A New York Times article by Jane Gross highlights a costly healthcare problem: avoidable hospital readmissions, which affect one in five patients and account for $17.4 billion of the current $102.6 billion Medicare budget. (When people talk about readmissions, they’re generally referring to an admission within 30 days of the previous admission for the same condition.)
When patients end up back in the hospital, it’s often because their care didn’t continue appropriately when they were first discharged. Patients leaving the hospital should receive detailed instructions about what they need to do to take care of themselves – ranging from what they should eat and how much they should move around to which medications they should take and what kind of medical care they should get.
There are many points where this can go wrong. Patients might not receive the appropriate instructions, or they might not understand them. They may not have caregivers who can help them follow the instructions – for instance, by bringing patients food while they remain in bed or helping them get around if their mobility is limited. If prescription drugs or doctor visits are recommended, patients’ insurance status, financial resources, and location will influence their ability to comply. Once a patient arrives for the recommended follow-up appointment, the healthcare provider will need to have sufficient information about the hospitalization.
In her article, Gross focuses on one specific solution to the readmission problem – hospitalists:
By the time Djigui Keita left the hospital for home, his follow-up appointment had been scheduled. Emergency health insurance was arranged until he could apply for public assistance. He knew about changes in his medication — his doctor had found less expensive brands at local pharmacy chains. And Mr. Keita, 35, who had passed out from dehydration, was cautioned to carry spare water bottles in the taxi he drove for a living.
The hourlong briefing the home-bound patient received here at the Hospital of the University of Pennsylvania was orchestrated by a hospitalist, a member of America’s fastest-growing medical specialty. Over a decade, this breed of physician-administrator has increasingly taken over the care of the hospitalized patient from overburdened family doctors with less and less time to make hospital rounds — or, as in Mr. Keita’s case, when there is no family doctor at all.
Because hospitalists are on top of everything that happens to a patient — from entry through treatment and discharge — they are largely credited with reducing the length of hospital stays by anywhere from 17 to 30 percent, and reducing costs by 13 to 20 percent, according to studies in The Journal of the American Medical Association. As their numbers have grown, from 800 in the 1990s to 30,000 today, medical experts have come to see hospitalists as potential leaders in the transition to the Obama administration’s health care reforms, to be phased in by 2014.
… Dr. Subha Airan-Javia, Mr. Keita’s hospitalist, splits her time between clinical care and designing computer programs to contain costs and manage staff workflow.
The Patient Protection and Affordable Care Act (the new healthcare law) will reduce Medicare payments to hospitals with excess hospital readmissions, so this potential loss of revenue might spur more hospitals to hire hospitalists.
The new law also includes Medicare demonstration programs, summarized by the Kaiser Family Foundation, that have the potential to start moving us toward a system that pays for quality of care, rather than just quantity of services:
- Establish a national Medicare pilot program to develop and evaluate paying a bundled payment for acute, inpatient hospital services, physician services, outpatient hospital services, and post-acute care services for an episode of care that begins three days prior to a hospitalization and spans 30 days following discharge. If the pilot program achieves stated goals of improving or not reducing quality and reducing spending, develop a plan for expanding the pilot program. (Establish pilot program by January 1, 2013; expand program, if appropriate, by January 1, 2016)

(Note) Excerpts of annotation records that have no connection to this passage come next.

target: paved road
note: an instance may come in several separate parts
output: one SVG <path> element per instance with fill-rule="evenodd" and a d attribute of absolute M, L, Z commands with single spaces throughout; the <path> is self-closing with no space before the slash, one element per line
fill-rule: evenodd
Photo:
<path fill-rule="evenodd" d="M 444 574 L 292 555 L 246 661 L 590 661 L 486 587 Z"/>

- Create the Independence at Home demonstration program to provide high-need Medicare beneficiaries with primary care services in their home and allow participating teams of health professionals to share in any savings if they reduce preventable hospitalizations, prevent hospital readmissions, improve health outcomes, improve the efficiency of care, reduce the cost of health care services, and achieve patient satisfaction. (Effective January 1, 2012)
- Establish a hospital value-based purchasing program in Medicare to pay hospitals based on performance on quality measures and extend the Medicare physician quality reporting initiative beyond 2010. (Effective October 1, 2012) Develop plans to implement value-based purchasing programs for skilled nursing facilities, home health agencies, and ambulatory surgical centers. (Reports to Congress due January 1, 2011)
If hospitals are rewarded for providing better-coordinated care, including high-quality discharge instructions, we may see fewer avoidable hospital readmissions. That’ll be good for patients’ health as well as Medicare finances.